Het verzoek om teruggaaf van foto’s is niet erg concreet en onvoldoende duidelijk. Zonder nadere omschrijving van het begrip familiefoto’s is volstrekt niet helder om welke bestanden het gaat, hoeveel dit er zijn en waar deze staan opgeslagen op de harde schijf.
Gelet op de zeer omvangrijke hoeveelheid bestanden, meer in het bijzonder beeldmateriaal, dat op de computer van klager is aangetroffen, kan niet van het openbaar ministerie worden gevergd al deze bestanden nader te (laten) onderzoeken. Daarbij speelt tevens een rol dat de officier van justitie gemotiveerd heeft aangegeven dat niet kan worden uitgesloten dat zich verborgen bestanden op de harde schijf bevinden die zouden worden meegekopiëerd en verstrekt aan verdachte.

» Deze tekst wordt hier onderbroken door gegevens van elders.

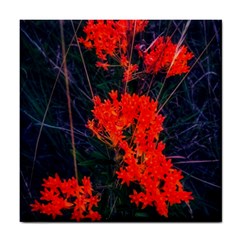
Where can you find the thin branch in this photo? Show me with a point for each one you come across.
(68, 99)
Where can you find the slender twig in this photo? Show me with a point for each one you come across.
(199, 179)
(48, 104)
(130, 58)
(177, 52)
(186, 74)
(68, 99)
(84, 65)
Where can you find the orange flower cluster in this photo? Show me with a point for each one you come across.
(165, 56)
(132, 125)
(67, 194)
(111, 38)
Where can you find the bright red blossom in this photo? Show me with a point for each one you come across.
(111, 39)
(67, 194)
(133, 125)
(167, 57)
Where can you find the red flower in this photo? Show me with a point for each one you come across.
(111, 39)
(133, 125)
(67, 194)
(166, 57)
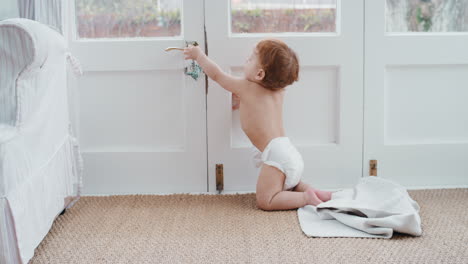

Het klaagschrift zal derhalve ongegrond worden verklaard.
Beslissing
De rechtbank:
-
verklaart het beklag ongegrond.
Deze beslissing is gegeven door mr. R.C.J. Elte-Hamming, rechter, als lid van de enkelvoudige raadkamer, in tegenwoordigheid van mr. B.T. Feenstra, griffier en uitgesproken ter openbare zitting van de enkelvoudige raadkamer in deze rechtbank van
7 februari 2017.
Tegen deze beslissing staat voor klager beroep in cassatie bij de Hoge Raad open, in te stellen bij de griffie van deze rechtbank, binnen veertien dagen na betekening van deze beschikking.